SRINAGAR: A prominent pro-India Kashmiri politician resigned Thursday from India’s Parliament and from his regional party to protest a government crackdown in Kashmir that prevented people from offering Eid prayers for the first time in the troubled region.
Tariq Hameed Karra, a founding member of the People’s Democratic Party, said he quit to express his anger over the “brutal policy’” followed by Indian Prime Minister Narendra Modi’s government and the acquiescence of his party, a coalition partner.
His decision is a setback for his party in Indian-controlled Kashmir, which has been wracked by massive protests for the past two months following the killing of a popular rebel leader.
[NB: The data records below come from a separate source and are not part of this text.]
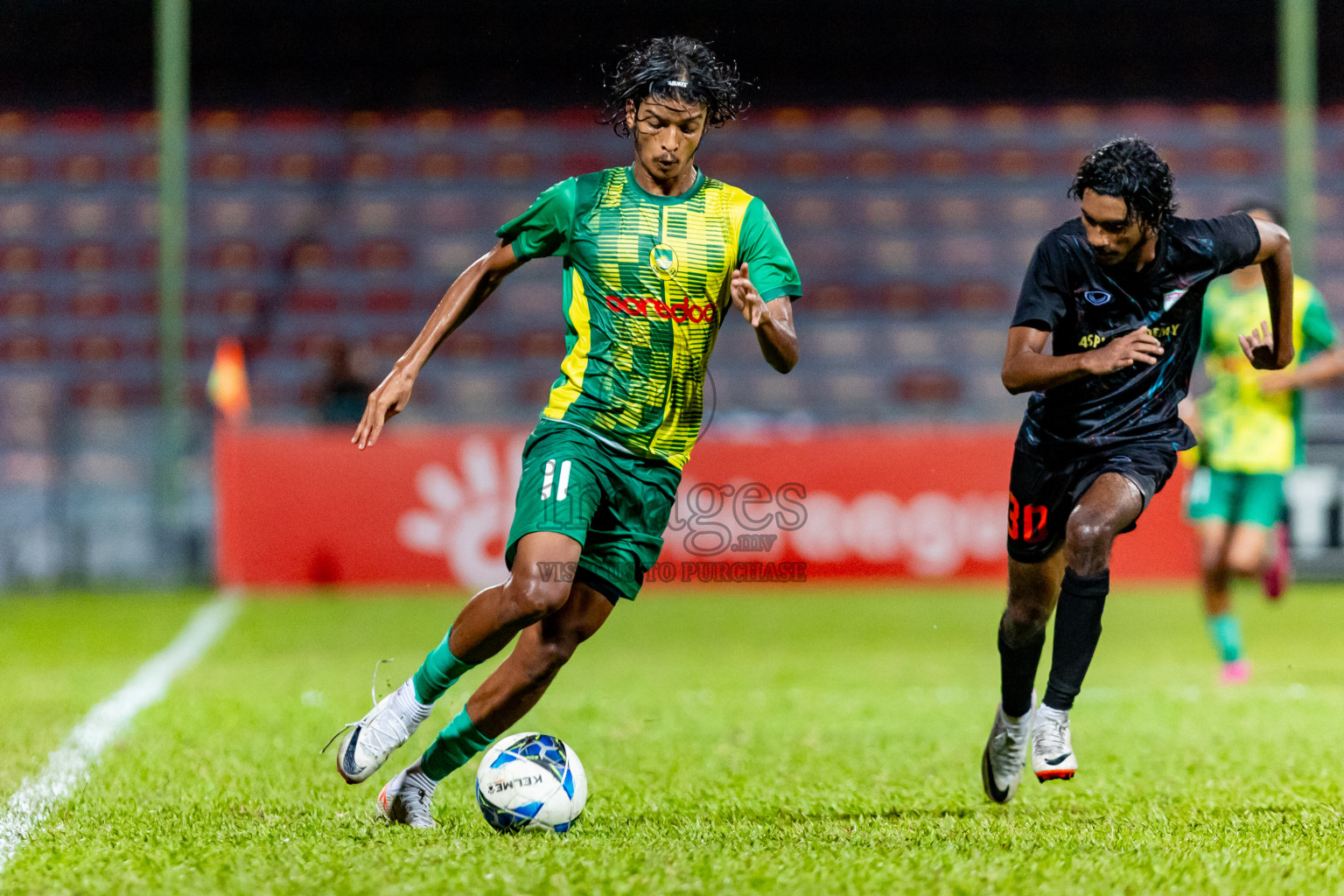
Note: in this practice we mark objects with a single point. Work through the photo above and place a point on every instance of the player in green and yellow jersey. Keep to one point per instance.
(1250, 436)
(654, 256)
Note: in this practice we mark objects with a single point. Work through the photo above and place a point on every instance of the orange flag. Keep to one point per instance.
(228, 383)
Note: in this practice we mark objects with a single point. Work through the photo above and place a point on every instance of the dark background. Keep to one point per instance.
(402, 54)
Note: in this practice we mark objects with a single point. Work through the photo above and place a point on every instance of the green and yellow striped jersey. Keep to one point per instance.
(1248, 430)
(646, 290)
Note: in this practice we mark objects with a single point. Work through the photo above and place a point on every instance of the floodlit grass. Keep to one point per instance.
(739, 740)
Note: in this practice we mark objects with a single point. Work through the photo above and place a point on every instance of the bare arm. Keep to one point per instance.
(1273, 351)
(773, 321)
(1027, 369)
(466, 293)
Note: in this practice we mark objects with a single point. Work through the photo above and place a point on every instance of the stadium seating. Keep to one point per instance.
(912, 228)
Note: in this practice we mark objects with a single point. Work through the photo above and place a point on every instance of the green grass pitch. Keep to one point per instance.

More than 80 people have been killed and thousands wounded, mostly by government forces firing bullets and shotgun pellets to quell the protests.
Kashmir is divided between India and Pakistan and claimed by both. Most Kashmiris want an end to Indian rule and favor independence or a merger with Pakistan.
With the entire Kashmir Valley under a strict curfew, most people stayed indoors for the Islamic festival of Eid Al-Adha on Tuesday. Usually bustling on the holiday, places of worship and marketplaces were deserted.
“For the first time in history, the people of Kashmir were not allowed to offer Eid prayers. Certain shrines and even the Grand Mosque were locked,” Karra told reporters Thursday in Srinagar, the main city in the region.
“Kashmiri blood is being spilled on the walls, lanes and drains of the valley,’” he said.
He accused the Indian government of brutality and insensitivity toward Kashmir.
Separatist leaders have repeatedly urged police officers and politicians during the current unrest “to disengage from the Indian state.’“
Early this month, protesters set fire to the house of Nazir Laway, a local lawmaker in south Kashmir.
The governing People’s Democratic Party is now left with two lawmakers in India’s Parliament representing the region.
It emerged in the early 2000s as the strongest opponent to the National Conference, a regional rival, which is now an opposition party, using pro-separatist views for electoral gains. It first came to power in Kashmir in 2002 and assumed power for a second time in 2015 in coalition with Modi’s Bharatiya Janata Party after failing to win enough seats to form a government on its own.
“Though I was all along feeling suffocated” by his party’s alliance with Modi’s party, “my conscience was shaken during the last two months,” Karra said.